O nedenle belediye insanı aziz de eder rezil de.. Bu yüzden beceri önemli ama ahlaklı olmak da önemli. Cesaretli ve dürüst olmak gibi.. Günümüzde cesaret ve dürüstlük, ahlaklılık ve becerilkilik pek az bir arada olabiliyor. Becerikli ahlaklı olmuyor; ahlaklı olan da becerikli.. Ya da cesur olanlar dürüst ol(a)muyor. Dürüst olanlar da cesur değiller. O yüzden sadece seçimi kazanmak yetmez, kazandıktan sonraki süreci de kazanmak gerekir.

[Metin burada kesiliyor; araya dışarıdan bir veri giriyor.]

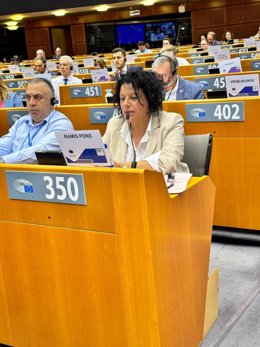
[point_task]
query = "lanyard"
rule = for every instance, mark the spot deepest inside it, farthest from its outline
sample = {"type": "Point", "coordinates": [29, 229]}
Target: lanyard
{"type": "Point", "coordinates": [32, 136]}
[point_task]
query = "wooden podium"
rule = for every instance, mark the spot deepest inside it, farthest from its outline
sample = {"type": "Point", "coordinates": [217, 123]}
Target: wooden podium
{"type": "Point", "coordinates": [128, 269]}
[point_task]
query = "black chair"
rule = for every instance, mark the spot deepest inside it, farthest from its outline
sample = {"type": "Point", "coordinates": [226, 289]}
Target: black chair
{"type": "Point", "coordinates": [197, 153]}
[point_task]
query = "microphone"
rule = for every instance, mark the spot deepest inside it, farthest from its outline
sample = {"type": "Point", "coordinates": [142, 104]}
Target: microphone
{"type": "Point", "coordinates": [134, 163]}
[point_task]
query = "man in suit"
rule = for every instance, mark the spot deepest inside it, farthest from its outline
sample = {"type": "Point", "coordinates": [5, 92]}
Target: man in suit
{"type": "Point", "coordinates": [67, 77]}
{"type": "Point", "coordinates": [211, 38]}
{"type": "Point", "coordinates": [176, 88]}
{"type": "Point", "coordinates": [120, 64]}
{"type": "Point", "coordinates": [34, 132]}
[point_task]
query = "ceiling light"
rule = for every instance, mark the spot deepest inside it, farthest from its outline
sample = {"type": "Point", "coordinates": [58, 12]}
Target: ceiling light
{"type": "Point", "coordinates": [14, 27]}
{"type": "Point", "coordinates": [181, 8]}
{"type": "Point", "coordinates": [11, 23]}
{"type": "Point", "coordinates": [148, 2]}
{"type": "Point", "coordinates": [17, 17]}
{"type": "Point", "coordinates": [59, 13]}
{"type": "Point", "coordinates": [102, 8]}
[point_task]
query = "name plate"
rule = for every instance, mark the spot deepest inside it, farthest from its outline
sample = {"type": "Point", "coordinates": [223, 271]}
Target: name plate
{"type": "Point", "coordinates": [17, 83]}
{"type": "Point", "coordinates": [85, 92]}
{"type": "Point", "coordinates": [237, 49]}
{"type": "Point", "coordinates": [14, 115]}
{"type": "Point", "coordinates": [243, 50]}
{"type": "Point", "coordinates": [212, 82]}
{"type": "Point", "coordinates": [201, 69]}
{"type": "Point", "coordinates": [100, 115]}
{"type": "Point", "coordinates": [255, 65]}
{"type": "Point", "coordinates": [195, 54]}
{"type": "Point", "coordinates": [8, 77]}
{"type": "Point", "coordinates": [83, 70]}
{"type": "Point", "coordinates": [46, 187]}
{"type": "Point", "coordinates": [215, 112]}
{"type": "Point", "coordinates": [197, 60]}
{"type": "Point", "coordinates": [249, 55]}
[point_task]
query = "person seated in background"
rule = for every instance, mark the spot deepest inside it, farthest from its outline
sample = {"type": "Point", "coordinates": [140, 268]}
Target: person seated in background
{"type": "Point", "coordinates": [142, 135]}
{"type": "Point", "coordinates": [176, 88]}
{"type": "Point", "coordinates": [204, 44]}
{"type": "Point", "coordinates": [203, 36]}
{"type": "Point", "coordinates": [99, 64]}
{"type": "Point", "coordinates": [147, 45]}
{"type": "Point", "coordinates": [228, 37]}
{"type": "Point", "coordinates": [34, 132]}
{"type": "Point", "coordinates": [211, 38]}
{"type": "Point", "coordinates": [257, 35]}
{"type": "Point", "coordinates": [120, 64]}
{"type": "Point", "coordinates": [173, 50]}
{"type": "Point", "coordinates": [141, 48]}
{"type": "Point", "coordinates": [8, 98]}
{"type": "Point", "coordinates": [67, 77]}
{"type": "Point", "coordinates": [15, 59]}
{"type": "Point", "coordinates": [40, 54]}
{"type": "Point", "coordinates": [166, 42]}
{"type": "Point", "coordinates": [40, 67]}
{"type": "Point", "coordinates": [157, 34]}
{"type": "Point", "coordinates": [57, 53]}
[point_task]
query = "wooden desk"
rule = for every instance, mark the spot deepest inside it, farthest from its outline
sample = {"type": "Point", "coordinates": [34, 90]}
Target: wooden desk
{"type": "Point", "coordinates": [78, 114]}
{"type": "Point", "coordinates": [234, 164]}
{"type": "Point", "coordinates": [128, 269]}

Liyakat ve ehliyet sahibi olmalı..
E tabi, bilgi birikim, liyakat ehliyet, dürüstlük ve cesaret; bunlar güzel erdemler. Ama yetmez. Yerel yönetimleri de bilecek. Şimdi bakın hemen her kafadan ses çıkyor. Herkes bilen bilmeyen, ilgili ilgisiz herkes ben belediye başkanı olacam diye ortaya çıkıyor. Tamam demokrasi var, herkes her yere aday olabilir.. Ama bir de had ve hudut yok mu? İnsanların biraz bunlara dikkat etmesi gerekmez mi? Sonra da seçtiklerimizi beğenmiyor ve rejm ediyoruz. O zaman daha baştan buna dikkat etmemiz gerekmez mi?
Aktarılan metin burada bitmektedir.